Sometimes the mourner would appear to lose, instead of gaining ground, and would own with depression, and even with shame, her fear that she was becoming more and more the sport of ungovernable feeling. "My sorrow is sharp enough," she would say, "but it is a still sharper pang when I feel I am not doing my duty under it. It is not thus that he would have had me act." And her kind companion, always at hand to give sympathy or comfort, would bid her not exact or expect any thing from herself, but to cast all upon God, reminding her in words of tenderness that her soul was as a sick child, and that strength would not be required until strength was vouchsafed. "Strength," said the mourner, "no more strength or health for me." And Miss Campbell would whisper that, though "weariness endureth for a night, joy comes in the morning." Or she would be silent, for she knew, as most women do, alike how to soothe and when to humor.

It was a beautiful and a moving sight to see two beings thus riveted together in the exercise and receipt of the tenderest and most intimate feelings, who had never known of each other's existence till the moment that made the one dependent and the other indispensable. All the shades and grades of conventional and natural acquaintanceship, all the gradual insight into mutual character, and the gradual growth into mutual trust, which it is so sweet to look back upon from the high ground of friendship, were lost to them; but it mattered not, here they were together, the one admitted into the sanctuary of sorrow, the other sharing in the fullness of love, with no reminiscence in common but one, and that sufficient to bind them together for life.

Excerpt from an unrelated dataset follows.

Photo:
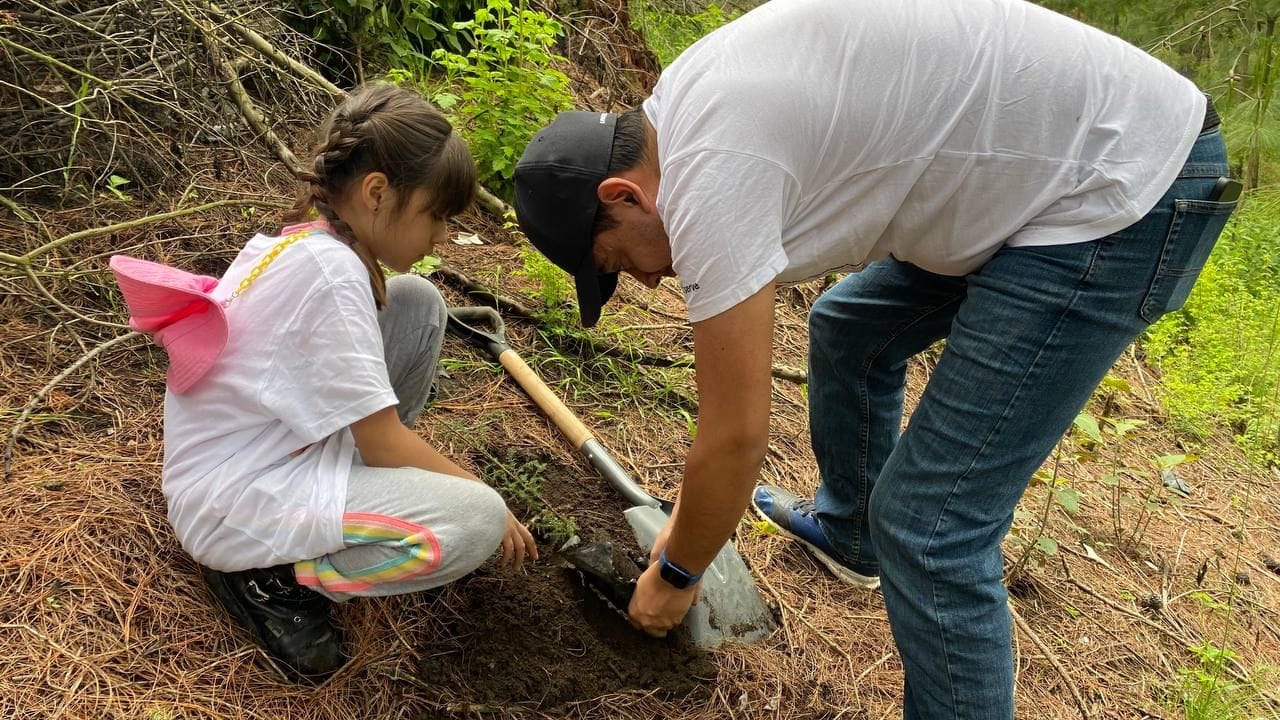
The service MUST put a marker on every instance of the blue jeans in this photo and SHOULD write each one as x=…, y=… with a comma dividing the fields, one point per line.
x=1029, y=335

Meanwhile the friend without was also unremitting in his way. He crossed not her threshold in person, nor would have done so for the world, but his thoughts were always reaching Mrs. H—— in some kind form. Every delicate dainty that money could procure—beautiful fruits and flowers which had scarce entered this valley before—every thing that could tempt the languid appetite or divert the weary eye was in turn thought of, and each handed in with a kind, hearty inquiry, till the mourner listened with pleasure for the step and voice. Nor was Miss Campbell forgotten; all the brief snatches of air and exercise she enjoyed were in his company, and often did he insist on her coming out for a short walk or drive when the persuasions of Mrs. H—— had failed to induce her to leave a room where she was the only joy. But now a fresh object attracted Sir Thomas's activity, for after many days the earthly remains of one of the sufferers were thrown up. It was the body of the little boy. Sir Thomas directed all that was necessary to be done, and having informed Miss Campbell, the two friends, each strange to the other, and bound together by the interest in one equally strange to both, went out together up the hill above the hotel, and were gone longer than usual. The next day the intelligence was communicated to Mrs. H——, who received it calmly, but added, "I could have wished them both to have rested together; but God's will be done. I ought not to think of them as on earth."